Date of Award

Summer 2011

Document Type


Degree Name

Doctor of Philosophy (PhD)



Committee Director

Michelle L. Kelley

Committee Member

Dianne C. Carmody

Committee Member

Miguel A. Padilla

Committee Member

Barbara A. Winstead


Although the prevalence of cyberbullying varies across investigations, studies on adolescents and college students have shown that cyberbullying is associated with a wide range of negative consequences, including emotional distress, substance use, delinquent behavior, and even suicide. Given the frequency and consequences of cyberbullying, effective low-cost cyberbullying prevention programs are needed. Based on a review of the literature, best practices for program development, and earlier work on cyberbullying (e.g., Doane, Kelley, & Padilla, 2011; Doane, Kelley, Cornell, & Pearson, 2008), the goals of the proposed project were to develop a video-based program to increase knowledge about cyberbullying and empathy toward cyberbullying victims, reduce positive attitudes (overall, instrumental, and experiential evaluation) toward cyberbullying, decrease positive injunctive and descriptive norms about cyberbullying, and reduce intentions to cyberbully and cyberbullying behaviors.

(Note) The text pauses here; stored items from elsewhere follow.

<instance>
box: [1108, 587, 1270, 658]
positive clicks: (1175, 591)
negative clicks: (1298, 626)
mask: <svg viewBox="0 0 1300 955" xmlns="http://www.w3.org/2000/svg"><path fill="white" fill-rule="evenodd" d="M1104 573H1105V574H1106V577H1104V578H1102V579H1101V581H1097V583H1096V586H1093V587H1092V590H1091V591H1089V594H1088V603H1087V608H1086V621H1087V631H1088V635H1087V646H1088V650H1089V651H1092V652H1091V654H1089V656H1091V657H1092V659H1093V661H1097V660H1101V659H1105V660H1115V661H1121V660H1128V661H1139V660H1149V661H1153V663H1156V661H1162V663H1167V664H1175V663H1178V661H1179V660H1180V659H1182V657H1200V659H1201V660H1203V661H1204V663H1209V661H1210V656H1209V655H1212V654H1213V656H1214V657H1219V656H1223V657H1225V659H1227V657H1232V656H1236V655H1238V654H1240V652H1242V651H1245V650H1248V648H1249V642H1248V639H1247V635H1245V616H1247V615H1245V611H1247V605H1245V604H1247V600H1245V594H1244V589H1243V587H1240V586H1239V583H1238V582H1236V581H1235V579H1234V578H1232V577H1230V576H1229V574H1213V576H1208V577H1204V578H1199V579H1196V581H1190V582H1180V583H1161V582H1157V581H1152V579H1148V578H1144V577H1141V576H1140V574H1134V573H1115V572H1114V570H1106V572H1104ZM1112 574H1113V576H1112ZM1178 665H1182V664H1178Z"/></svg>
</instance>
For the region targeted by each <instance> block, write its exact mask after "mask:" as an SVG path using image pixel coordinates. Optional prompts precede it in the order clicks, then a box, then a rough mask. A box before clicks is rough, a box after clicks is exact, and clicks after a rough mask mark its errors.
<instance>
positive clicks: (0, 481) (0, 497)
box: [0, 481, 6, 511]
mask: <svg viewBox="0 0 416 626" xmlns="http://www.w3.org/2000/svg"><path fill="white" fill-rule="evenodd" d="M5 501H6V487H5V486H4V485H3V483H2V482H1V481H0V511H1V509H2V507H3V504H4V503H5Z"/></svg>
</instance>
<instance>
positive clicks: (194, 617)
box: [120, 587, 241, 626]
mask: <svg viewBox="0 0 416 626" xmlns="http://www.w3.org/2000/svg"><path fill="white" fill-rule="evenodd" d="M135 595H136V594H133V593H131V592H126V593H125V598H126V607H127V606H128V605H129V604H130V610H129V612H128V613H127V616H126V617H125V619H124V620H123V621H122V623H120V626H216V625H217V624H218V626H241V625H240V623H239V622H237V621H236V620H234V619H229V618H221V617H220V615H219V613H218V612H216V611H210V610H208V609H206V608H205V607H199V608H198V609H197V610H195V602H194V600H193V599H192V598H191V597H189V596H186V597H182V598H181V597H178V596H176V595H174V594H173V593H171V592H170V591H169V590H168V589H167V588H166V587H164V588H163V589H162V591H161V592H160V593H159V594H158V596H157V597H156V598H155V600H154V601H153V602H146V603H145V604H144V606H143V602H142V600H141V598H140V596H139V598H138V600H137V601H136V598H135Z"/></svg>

One hundred sixty-seven college students participated in the study. The study was evaluated using a pretest/one-month follow-up design. The experimental group also completed an immediate posttest. The cyberbullying prevention program video successfully decreased positive attitudes toward cyberbullying, decreased reports of cyberbullying behavior, and increased cyberbullying knowledge at the one-month follow-up. Although positive injunctive (i.e., perceptions of others' approval of cyberbullying) and descriptive (i.e., perceptions of others' actual behavior) norms about cyberbullying decreased at the immediate post which took place for the experimental group immediately after viewing the video cyberbullying program, means for injunctive and descriptive norms did not differ between the experimental and control group at the one-month post. The cyberbullying prevention video did not reduce intentions to cyberbully or increase empathy with victims of cyberbullying immediately after viewing the program or at the one-month follow-up.

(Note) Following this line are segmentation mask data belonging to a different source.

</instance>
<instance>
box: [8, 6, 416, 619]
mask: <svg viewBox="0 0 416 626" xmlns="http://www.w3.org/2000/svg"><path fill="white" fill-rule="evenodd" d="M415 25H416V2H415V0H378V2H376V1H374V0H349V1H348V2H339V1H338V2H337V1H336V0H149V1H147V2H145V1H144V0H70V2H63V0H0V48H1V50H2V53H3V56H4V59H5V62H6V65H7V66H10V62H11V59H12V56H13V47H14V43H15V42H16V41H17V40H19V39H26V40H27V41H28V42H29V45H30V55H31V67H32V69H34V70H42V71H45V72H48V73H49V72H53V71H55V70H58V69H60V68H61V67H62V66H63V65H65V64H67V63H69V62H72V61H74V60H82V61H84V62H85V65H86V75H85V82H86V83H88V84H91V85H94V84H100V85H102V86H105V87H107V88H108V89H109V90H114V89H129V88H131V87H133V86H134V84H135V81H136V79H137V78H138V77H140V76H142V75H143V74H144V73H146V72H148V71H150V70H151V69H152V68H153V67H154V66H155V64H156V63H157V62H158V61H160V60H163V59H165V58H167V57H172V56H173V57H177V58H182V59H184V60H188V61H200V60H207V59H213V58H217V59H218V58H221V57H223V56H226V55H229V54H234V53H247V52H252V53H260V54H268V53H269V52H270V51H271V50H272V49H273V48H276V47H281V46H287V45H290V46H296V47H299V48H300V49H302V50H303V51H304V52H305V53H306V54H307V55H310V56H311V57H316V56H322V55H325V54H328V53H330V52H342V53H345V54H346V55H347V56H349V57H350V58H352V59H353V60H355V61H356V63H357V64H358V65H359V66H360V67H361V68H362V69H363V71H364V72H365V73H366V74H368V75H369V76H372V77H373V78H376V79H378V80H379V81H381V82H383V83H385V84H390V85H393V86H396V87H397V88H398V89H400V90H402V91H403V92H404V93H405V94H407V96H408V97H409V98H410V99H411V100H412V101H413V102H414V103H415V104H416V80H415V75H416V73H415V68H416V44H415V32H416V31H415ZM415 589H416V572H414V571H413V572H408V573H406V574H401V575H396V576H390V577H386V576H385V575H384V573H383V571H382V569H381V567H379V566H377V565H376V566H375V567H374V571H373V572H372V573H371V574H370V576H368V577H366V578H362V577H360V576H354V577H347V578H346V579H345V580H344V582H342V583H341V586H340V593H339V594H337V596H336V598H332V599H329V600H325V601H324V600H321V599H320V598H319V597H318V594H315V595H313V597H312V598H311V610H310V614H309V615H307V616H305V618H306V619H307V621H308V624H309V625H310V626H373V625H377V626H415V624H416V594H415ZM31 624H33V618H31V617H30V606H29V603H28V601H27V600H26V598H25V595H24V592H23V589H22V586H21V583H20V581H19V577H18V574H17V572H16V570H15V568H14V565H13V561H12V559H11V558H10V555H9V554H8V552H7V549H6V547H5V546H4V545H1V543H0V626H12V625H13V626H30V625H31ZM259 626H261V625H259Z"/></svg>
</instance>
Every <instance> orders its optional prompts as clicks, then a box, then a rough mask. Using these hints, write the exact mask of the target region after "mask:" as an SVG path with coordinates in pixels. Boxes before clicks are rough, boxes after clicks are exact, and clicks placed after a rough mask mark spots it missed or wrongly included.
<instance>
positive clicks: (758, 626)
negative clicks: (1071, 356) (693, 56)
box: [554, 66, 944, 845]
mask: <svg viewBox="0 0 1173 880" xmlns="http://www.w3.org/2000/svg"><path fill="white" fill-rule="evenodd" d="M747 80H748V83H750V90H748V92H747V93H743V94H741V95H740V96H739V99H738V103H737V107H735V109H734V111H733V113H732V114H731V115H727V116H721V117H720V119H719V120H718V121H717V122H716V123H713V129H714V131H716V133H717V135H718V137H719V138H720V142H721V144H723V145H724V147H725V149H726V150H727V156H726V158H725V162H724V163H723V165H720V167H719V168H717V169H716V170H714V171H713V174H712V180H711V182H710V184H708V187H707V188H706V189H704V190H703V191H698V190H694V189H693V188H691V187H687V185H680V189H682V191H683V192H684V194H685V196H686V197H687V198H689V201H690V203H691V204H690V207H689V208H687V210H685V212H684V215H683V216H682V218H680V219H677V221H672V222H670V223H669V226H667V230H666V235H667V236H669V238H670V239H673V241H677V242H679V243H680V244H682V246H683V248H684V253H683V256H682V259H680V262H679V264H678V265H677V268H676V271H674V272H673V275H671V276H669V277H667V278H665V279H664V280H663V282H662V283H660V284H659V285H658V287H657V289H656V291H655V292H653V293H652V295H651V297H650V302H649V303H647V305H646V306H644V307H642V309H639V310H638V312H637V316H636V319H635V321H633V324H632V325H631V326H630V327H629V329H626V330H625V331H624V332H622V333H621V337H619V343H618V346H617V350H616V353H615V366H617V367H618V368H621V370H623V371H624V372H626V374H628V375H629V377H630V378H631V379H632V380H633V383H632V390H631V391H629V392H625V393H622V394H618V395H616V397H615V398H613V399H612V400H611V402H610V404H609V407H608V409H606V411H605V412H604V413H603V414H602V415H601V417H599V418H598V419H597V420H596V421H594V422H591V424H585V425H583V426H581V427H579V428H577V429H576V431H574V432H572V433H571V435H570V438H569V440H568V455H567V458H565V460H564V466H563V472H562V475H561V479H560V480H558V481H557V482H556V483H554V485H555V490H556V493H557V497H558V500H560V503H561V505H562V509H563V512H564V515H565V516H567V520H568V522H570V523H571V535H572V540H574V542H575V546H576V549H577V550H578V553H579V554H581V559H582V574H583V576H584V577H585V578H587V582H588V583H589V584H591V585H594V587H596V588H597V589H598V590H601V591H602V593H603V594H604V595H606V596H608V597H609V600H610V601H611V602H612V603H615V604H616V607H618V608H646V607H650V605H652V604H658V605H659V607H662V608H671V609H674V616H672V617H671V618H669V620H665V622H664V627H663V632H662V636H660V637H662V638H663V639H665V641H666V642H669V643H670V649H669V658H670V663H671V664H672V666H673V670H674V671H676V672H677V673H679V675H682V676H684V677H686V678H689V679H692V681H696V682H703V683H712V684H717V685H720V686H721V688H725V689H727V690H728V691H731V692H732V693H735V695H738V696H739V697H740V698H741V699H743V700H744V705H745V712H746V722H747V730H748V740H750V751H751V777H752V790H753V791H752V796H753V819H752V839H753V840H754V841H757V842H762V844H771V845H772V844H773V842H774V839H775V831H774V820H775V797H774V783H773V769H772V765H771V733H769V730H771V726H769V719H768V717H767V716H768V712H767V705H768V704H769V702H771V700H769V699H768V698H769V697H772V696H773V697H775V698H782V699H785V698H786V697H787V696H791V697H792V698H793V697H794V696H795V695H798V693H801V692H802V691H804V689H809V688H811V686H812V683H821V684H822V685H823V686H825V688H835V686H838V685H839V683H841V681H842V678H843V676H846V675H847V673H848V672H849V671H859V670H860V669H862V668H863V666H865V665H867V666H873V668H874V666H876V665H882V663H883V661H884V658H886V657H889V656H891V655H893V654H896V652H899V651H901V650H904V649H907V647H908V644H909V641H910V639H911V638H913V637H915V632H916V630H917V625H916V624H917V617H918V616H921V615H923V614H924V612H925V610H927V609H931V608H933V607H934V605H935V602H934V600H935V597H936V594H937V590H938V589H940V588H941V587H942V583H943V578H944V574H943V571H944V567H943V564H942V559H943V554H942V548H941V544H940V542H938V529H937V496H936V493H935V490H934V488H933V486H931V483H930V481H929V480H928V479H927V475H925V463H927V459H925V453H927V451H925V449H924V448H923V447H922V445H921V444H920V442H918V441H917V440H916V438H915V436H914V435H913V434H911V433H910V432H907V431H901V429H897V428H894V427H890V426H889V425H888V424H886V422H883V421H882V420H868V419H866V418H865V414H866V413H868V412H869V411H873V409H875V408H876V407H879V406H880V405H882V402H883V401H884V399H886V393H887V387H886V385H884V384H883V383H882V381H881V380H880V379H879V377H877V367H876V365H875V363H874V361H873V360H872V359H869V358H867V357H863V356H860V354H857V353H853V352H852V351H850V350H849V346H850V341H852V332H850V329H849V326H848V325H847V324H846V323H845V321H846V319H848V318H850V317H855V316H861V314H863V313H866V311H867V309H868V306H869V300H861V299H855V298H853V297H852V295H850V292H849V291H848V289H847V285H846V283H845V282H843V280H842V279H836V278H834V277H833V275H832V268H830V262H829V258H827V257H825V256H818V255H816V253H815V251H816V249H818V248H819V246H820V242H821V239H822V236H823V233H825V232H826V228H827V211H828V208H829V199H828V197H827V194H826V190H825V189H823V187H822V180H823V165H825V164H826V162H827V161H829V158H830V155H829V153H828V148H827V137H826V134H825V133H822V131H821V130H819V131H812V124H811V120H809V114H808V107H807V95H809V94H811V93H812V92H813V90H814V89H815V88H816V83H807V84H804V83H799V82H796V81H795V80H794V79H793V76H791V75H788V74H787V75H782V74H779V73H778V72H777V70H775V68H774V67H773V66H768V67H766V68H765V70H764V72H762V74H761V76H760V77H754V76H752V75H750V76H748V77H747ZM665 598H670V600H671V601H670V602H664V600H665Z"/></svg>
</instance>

The goal of this research was to develop a cyberbullying prevention program that can be provided to university students. These findings suggest that a brief cyberbullying video targeting college students is capable of improving norms about cyberbullying temporarily, and can change attitudes toward cyberbullying, engagement in cyberbullying, and cyberbullying knowledge for at least one month.

This research is the first step toward developing a video-based program that may be modified for use with middle and high school students. This program may be used as a model for future cyberbullying prevention programs.